We have discerned something important, but we have discovered no general atom. These measured changes over years and decades are too fast by several orders of magnitude to build the history of life by simple cumulation. Reznick's guppy rates range from 3,700 to 45,000 darwins (a standard metric for evolution, expressed as change in units of standard deviation -- a measure of variation around the mean value of a trait in a population -- per million years). By contrast, rates for major trends in the fossil record generally range from 0.1 to 1.0 darwins. Reznick himself states that "the estimated rates [for guppies] are . . . four to seven orders of magnitude greater than those observed in the fossil record" (that is, ten thousand to ten million times faster!).

Moreover, and with complete generality -- the "paradox of the visibly irrelevant" in my title -- we may say that any change measurable at all over the few years of an ordinary scientific study must be occurring far too rapidly to represent ordinary rates of evolution in the fossil record.

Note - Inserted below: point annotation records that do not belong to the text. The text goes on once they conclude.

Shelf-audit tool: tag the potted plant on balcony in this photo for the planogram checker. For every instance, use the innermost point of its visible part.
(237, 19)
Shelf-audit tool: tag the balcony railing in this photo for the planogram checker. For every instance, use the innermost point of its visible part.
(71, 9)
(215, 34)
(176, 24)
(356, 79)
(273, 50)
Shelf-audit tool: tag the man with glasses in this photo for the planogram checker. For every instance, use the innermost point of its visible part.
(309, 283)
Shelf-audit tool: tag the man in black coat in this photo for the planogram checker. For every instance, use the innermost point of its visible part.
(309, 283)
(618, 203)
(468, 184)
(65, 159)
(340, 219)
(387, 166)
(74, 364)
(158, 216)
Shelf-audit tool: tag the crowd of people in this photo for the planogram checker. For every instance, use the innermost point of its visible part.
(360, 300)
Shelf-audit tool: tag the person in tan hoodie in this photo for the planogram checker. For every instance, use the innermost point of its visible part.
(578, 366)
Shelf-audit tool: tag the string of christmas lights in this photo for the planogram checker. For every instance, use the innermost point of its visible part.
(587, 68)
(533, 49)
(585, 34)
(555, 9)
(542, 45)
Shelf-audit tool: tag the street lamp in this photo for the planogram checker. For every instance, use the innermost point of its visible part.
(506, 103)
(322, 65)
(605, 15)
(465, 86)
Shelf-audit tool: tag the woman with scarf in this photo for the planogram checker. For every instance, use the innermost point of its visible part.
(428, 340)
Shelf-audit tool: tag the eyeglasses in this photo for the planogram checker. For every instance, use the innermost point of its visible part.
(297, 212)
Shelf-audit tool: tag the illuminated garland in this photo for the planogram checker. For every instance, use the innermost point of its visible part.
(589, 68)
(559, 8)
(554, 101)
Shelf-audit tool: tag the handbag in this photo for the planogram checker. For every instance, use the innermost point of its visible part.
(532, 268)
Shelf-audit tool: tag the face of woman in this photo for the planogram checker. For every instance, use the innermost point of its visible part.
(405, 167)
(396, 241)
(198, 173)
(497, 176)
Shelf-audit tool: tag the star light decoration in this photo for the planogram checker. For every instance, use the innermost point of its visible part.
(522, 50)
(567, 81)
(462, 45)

The culprit of this paradox, as so often, is the vastness of time (a concept that we can appreciate "in our heads" but seem quite unable to get into the guts of our intuition). The key principle, however ironic, requires such a visceral understanding of earthly time: if evolution is fast enough to be discerned by our instruments in just a few years -- that is, substantial enough to stand out as a genuine and directional effect above the random fluctuations of nature's stable variation and our inevitable errors of measurement -- then such evolution is far too fast to serve as an atom of steady incrementation in a paleontological trend. Thus, if we can measure it at all (in a few years), it is too powerful to be the stuff of life's history.

If large-scale evolution proceeded by stacking Trinidad guppy rates end to end, any evolutionary trend would be completed in a geological moment, not over the many million years actually observed. "Our face from fish to man," to cite the title of a famous old account of evolution for popular audiences, would run its course within a single geological formation, not over more than 400 million years, as our fossil record demonstrates.